# Nearest neighbor methods and vector models – part 1

This is a blog post rewritten from a presentation at NYC Machine Learning last week. It covers a library called Annoy that I have built that helps you do (approximate) nearest neighbor queries in high dimensional spaces. I will be splitting it into several parts. This first talks about vector models, how to measure similarity, and why nearest neighbor queries are useful.

*Nearest neighbors _refers to something that is conceptually very simple. For a set of points in some space (possibly many dimensions), we want to find the closest* k_ neighbors quickly.

This turns out to be quite useful for a bunch of different applications. Before we get started on exactly how nearest neighbor methods work, let’s talk a bit about vector models.

**Vector models and why nearest neighbors are useful**

Vector models are increasingly popular in various applications.

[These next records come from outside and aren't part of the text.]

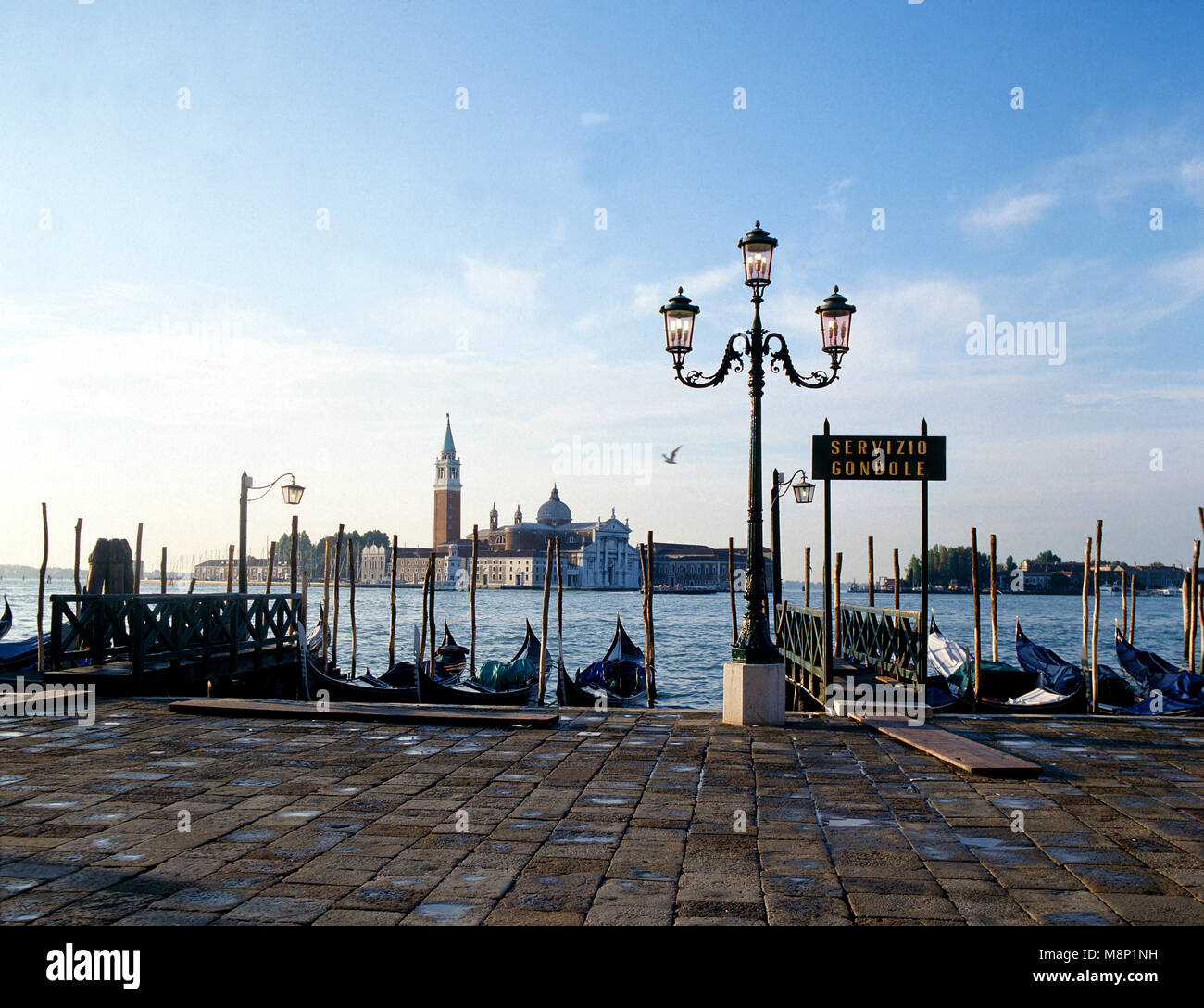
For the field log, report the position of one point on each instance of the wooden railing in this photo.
(239, 631)
(886, 641)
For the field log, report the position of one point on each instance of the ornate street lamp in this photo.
(754, 645)
(292, 497)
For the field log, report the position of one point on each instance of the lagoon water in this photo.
(693, 631)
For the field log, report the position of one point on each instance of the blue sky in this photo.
(183, 316)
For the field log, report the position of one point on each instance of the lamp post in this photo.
(754, 645)
(803, 494)
(292, 497)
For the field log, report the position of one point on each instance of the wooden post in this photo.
(325, 605)
(393, 601)
(1095, 622)
(731, 585)
(835, 586)
(137, 562)
(1132, 607)
(995, 614)
(1195, 609)
(79, 533)
(650, 638)
(472, 606)
(271, 569)
(350, 578)
(293, 558)
(923, 569)
(337, 573)
(543, 622)
(560, 615)
(870, 546)
(1123, 623)
(1086, 567)
(978, 621)
(41, 586)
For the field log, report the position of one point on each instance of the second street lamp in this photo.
(292, 497)
(754, 645)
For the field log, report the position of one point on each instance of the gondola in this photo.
(1156, 674)
(1119, 691)
(619, 679)
(1003, 689)
(470, 689)
(357, 690)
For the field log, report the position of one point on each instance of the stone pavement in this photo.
(663, 816)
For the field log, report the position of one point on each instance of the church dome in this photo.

They have been used in natural language processing for a long time using things like LDA and PLSA (and even earlier using TF-IDF in raw space). Recently there has been a new generation of models: word2vec, RNN’s, etc.

In collaborative filtering vector models have been among the most popular methods since going back to the Netflix Prize – the winning entry featured a huge ensemble where vector models made up a huge part.

The basic idea is to represent objects in a space where proximity means two items are similar. If we’re using something like word2vec it could look something like this:

In this case similarity between words is determined by the angle between them. *apple* and *banana* are close to each other, whereas *boat* is further.

(As a side note: much has been written about word2vec’s ability to do word analogies in vector space. This is a powerful demonstration of the structure of these vector spaces, but the idea of using vector spaces is old and similarity is arguably much more useful).

In the most basic form, data is already represented as vectors. For an example of this, let’s look at one of the most canonical data sets in machine learning – the MNIST handwritten digits dataset.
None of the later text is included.